Sportsmen feuded Wednesday before the Columbia River Compact whether anglers should be required to release wild summer chinook salmon in the season opening on Monday.
June 16 marks the start of the summer salmon management period. The lower Columbia will be open Monday through June 30 for six salmon, although only two adult hatchery summer chinook or hatchery steelhead or one of each. Any sockeye can be retained, but count against the two-adult limit.
However, an eight-hour commercial fishery is scheduled Monday night in the lower Columbia and the gillnetters can keep any summer chinook — wild or hatchery.
Tribal commercial fishing begins at 6 a.m. Monday in the Bonneville, The Dalles and John Day pools — again with wild or hatchery fish able to be retained.
Beginning Saturday, any chinook — hatchery or wild — can be kept off the Washington coast.
Hatchery fish are marked with a clipped adipose fin.
Kevin Kuhel of Milwaukie, Ore., a member of the bistate Columbia River Recreational Advisor Group, said sportsmen are getting a raw deal.
“I like to fish and I want to put fish on my table,” Kuhel testified at a hearing on Wednesday.
Robert Moxley, an advisory group member from Dundee, Ore., told Washington and Oregon officials “the customer base is not happy.”
“I know a lot of sport fishermen who are really ticked off having to throw fish back with a 40 percent mark rate,” said Bruce Crookshanks, a commercial fisherman from Lewis County. “Six out of 10 is a lot to throw back.”
Jim Wells of Salmon For All, an Astoria-based commercial fishing organization, said sportsmen should not blame the netters for the hatchery-only regulation.
“The only reason is to stretch out the season so the guides can catch more fish,” Wells said. “Don’t put it on the gillnet fleet. That’s not where the blame lies. It’s within your own industry.”
Harry Barber of Washougal, also a member of the recreational advisor group, said summer chinook are harvested hard off southeast Alaska, British Columbia and Vancouver Island.
“By the time they get here we need to save every wild fish,” he said.
According to Barber, there are summer chinook spawning tributaries in north-central Washington that are falling short of wild fish goals, while exceeding hatchery fish goals.

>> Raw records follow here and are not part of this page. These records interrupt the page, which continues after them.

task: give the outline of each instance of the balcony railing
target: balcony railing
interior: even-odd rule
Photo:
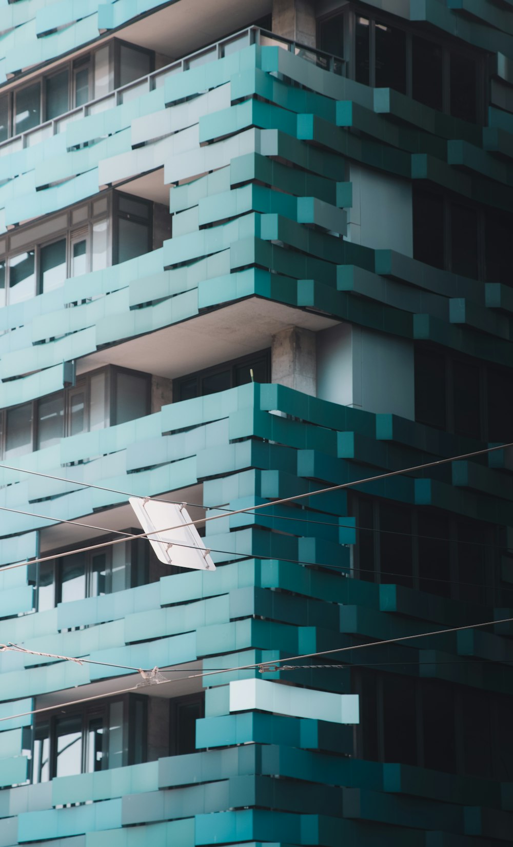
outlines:
[[[27,130],[25,132],[7,139],[7,141],[0,143],[0,157],[6,156],[8,153],[16,152],[26,147],[31,147],[35,144],[39,144],[40,141],[47,138],[51,138],[52,136],[63,132],[68,124],[70,124],[74,120],[80,120],[81,118],[90,114],[98,114],[100,112],[104,112],[115,106],[129,102],[130,100],[141,97],[141,94],[153,91],[156,88],[160,88],[163,86],[165,80],[175,74],[181,74],[184,70],[190,70],[191,68],[199,67],[208,62],[214,62],[218,58],[223,58],[224,56],[229,56],[231,53],[242,50],[251,44],[259,44],[262,47],[281,47],[294,53],[295,56],[300,56],[306,62],[311,62],[317,68],[331,71],[339,75],[344,75],[344,59],[323,53],[322,50],[317,50],[313,47],[306,47],[304,44],[291,42],[288,38],[276,36],[274,33],[268,32],[267,30],[261,30],[257,26],[250,26],[234,35],[223,38],[222,41],[217,42],[215,44],[203,47],[195,53],[178,59],[176,62],[173,62],[164,68],[159,68],[158,70],[154,70],[152,74],[141,76],[141,79],[135,80],[126,86],[122,86],[96,100],[91,100],[83,106],[65,112],[58,118],[47,120],[44,124],[39,124],[31,130]]]

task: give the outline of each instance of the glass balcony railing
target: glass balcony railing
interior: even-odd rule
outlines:
[[[68,124],[72,121],[80,120],[88,115],[98,114],[115,106],[135,100],[142,94],[161,87],[168,77],[175,74],[181,74],[184,70],[190,70],[208,62],[223,58],[224,56],[229,56],[251,44],[259,44],[262,47],[279,47],[301,57],[306,62],[311,62],[317,68],[331,71],[340,76],[345,75],[345,63],[344,59],[323,53],[322,50],[316,50],[313,47],[306,47],[304,44],[291,42],[281,36],[276,36],[273,32],[261,30],[257,26],[250,26],[235,35],[217,42],[215,44],[203,47],[190,56],[178,59],[164,68],[159,68],[158,70],[142,76],[134,82],[122,86],[96,100],[91,100],[83,106],[73,108],[58,118],[47,120],[33,129],[14,136],[0,143],[0,157],[26,147],[31,147],[47,138],[63,132]]]

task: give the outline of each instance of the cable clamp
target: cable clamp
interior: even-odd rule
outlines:
[[[146,685],[158,685],[159,683],[168,681],[168,678],[163,676],[157,666],[152,668],[151,671],[144,671],[142,667],[140,667],[139,673],[141,673],[144,682],[139,683],[135,686],[136,688],[146,688]]]

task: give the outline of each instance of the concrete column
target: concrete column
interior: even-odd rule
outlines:
[[[273,0],[273,32],[315,47],[315,0]]]
[[[273,337],[271,382],[296,391],[316,395],[315,333],[297,326],[282,329]]]
[[[165,376],[152,377],[152,414],[173,402],[173,382]]]

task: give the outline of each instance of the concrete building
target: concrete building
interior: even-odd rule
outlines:
[[[510,3],[0,34],[0,847],[510,843]]]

Barber also said the $52 million Chief Joseph Hatchery in Eastern Washington is coming online and using wild summer chinook for brood stock. Between the needs of the hatchery, and natural spawning, “every wild fish is critical,” he said.
The mark rate is 60 percent and will be even higher when fin-clipped summer chinook from Chief Joseph Hatchery enter the fishery in a few years, he added.
Liz Hamilton, executive director of the Northwest Sportfishing Industry Association, said the summer chinook regulations were debated years ago and every sport group except one supported releasing wild fish.
Hamilton said a handful of summer chinook make it all the way to Canada.
“That’s a miracle,” she said.
The sport allocation for the lower Columbia River of summer chinook is 2,414, while the commercials are allowed 1,893.
Without release of wild chinook, the June 16-30 would be significantly shorter, Hamilton said.
John North, a biologist for the Oregon Department of Fish and Wildlife, said the sport allocation would be filled by June 25, rather than June 30, if wild summer chinook were retained in the lower Columbia.
Robin Ehlke, a biologist for the Washington Department of Fish and Wildlife, said state officials assume 15 percent of the wild summer chinook released in the sport fishery die as a result of handling.
Tony Nigro of the Oregon Department of Fish and Wildlife and Guy Norman of the Washington Department of Fish and Wildlife decided to continue the wild-release regulation.
Nigro said he would reconsider the wild-release rule if there was significant new information.
“The testimony today didn’t meet that threshold, quite frankly,” he said.
Norman said before revising the regulation all participants in the summer chinook fishery need to be in the discussion, including anglers upstream of Bonneville Dam and Indian tribal representatives.